16 de fevereiro de 2026

O asfalto ainda guarda o calor da noite anterior na avenida General Rondon. Enquanto os desfiles seguem movimentando o Carnaval de Corumbá, há quem viva a festa de um ângulo diferente, quase ao nível do chão.


Carlos Henrique é motorista do carro alegórico da Escola de Samba Major Gama, terceira escola a desfilar na noite anterior. Há dois anos consecutivos, ele assume o volante da estrutura que cruza a passarela.
Não existe treinamento específico para a função. A primeira vez que dirigiu foi no ensaio técnico. “Eu não treino. Eu venho no dia. A primeira vez foi no ensaio mesmo”, conta.


Apesar de ter volante como um carro comum, a experiência é diferente. O carro alegórico é mais baixo, balança bastante e exige atenção constante. “Balança muito, é bem embaixo. Dá até um pouco de enjoo.”


Sobre a diferença da função de puxador do carro alegórico, ele resume com simplicidade: “Eu fico sentado no volante. Quem faz força lá atrás são eles. O volante não é pesado, mas ali é quente.” Ainda assim, a responsabilidade de conduzir a alegoria no ritmo do desfile é toda sua.

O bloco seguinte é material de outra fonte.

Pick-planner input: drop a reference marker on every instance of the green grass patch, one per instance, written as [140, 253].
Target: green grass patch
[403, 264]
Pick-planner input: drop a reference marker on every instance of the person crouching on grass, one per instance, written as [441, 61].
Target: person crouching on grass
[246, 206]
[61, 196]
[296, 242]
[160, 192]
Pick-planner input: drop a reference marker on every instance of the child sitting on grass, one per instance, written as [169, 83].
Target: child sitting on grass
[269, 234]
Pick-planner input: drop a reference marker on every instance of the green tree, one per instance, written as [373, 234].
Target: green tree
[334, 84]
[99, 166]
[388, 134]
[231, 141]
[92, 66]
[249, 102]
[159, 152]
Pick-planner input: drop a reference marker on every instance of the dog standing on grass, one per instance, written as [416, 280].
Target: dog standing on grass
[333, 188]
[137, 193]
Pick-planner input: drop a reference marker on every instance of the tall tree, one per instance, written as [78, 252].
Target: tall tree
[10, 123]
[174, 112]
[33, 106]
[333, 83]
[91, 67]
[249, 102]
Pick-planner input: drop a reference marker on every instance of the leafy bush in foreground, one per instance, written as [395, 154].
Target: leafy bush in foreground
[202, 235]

Fora do Carnaval, Carlos trabalha com serviços variados. Na avenida, a função representa uma renda extra que, segundo ele, acaba sendo investida na própria festa.
O dinheiro que ganha ajudando a colocar o desfile na rua retorna para o Carnaval.


A festa, além de cultural, também movimenta a economia. Dados divulgados pela Prefeitura de Corumbá apontam que o Carnaval de 2025 movimentou cerca de R$ 14,7 milhões na economia local, com geração de empregos temporários e impacto no comércio, na rede hoteleira e entre ambulantes.


As pessoas que sustentam o espetáculo com o próprio trabalho também movimentam a economia.


Do volante, sob o calor e o balanço da estrutura, Carlos conduz mais do que um carro alegórico, ele participa de uma cadeia que faz o Carnaval girar dentro e fora da avenida.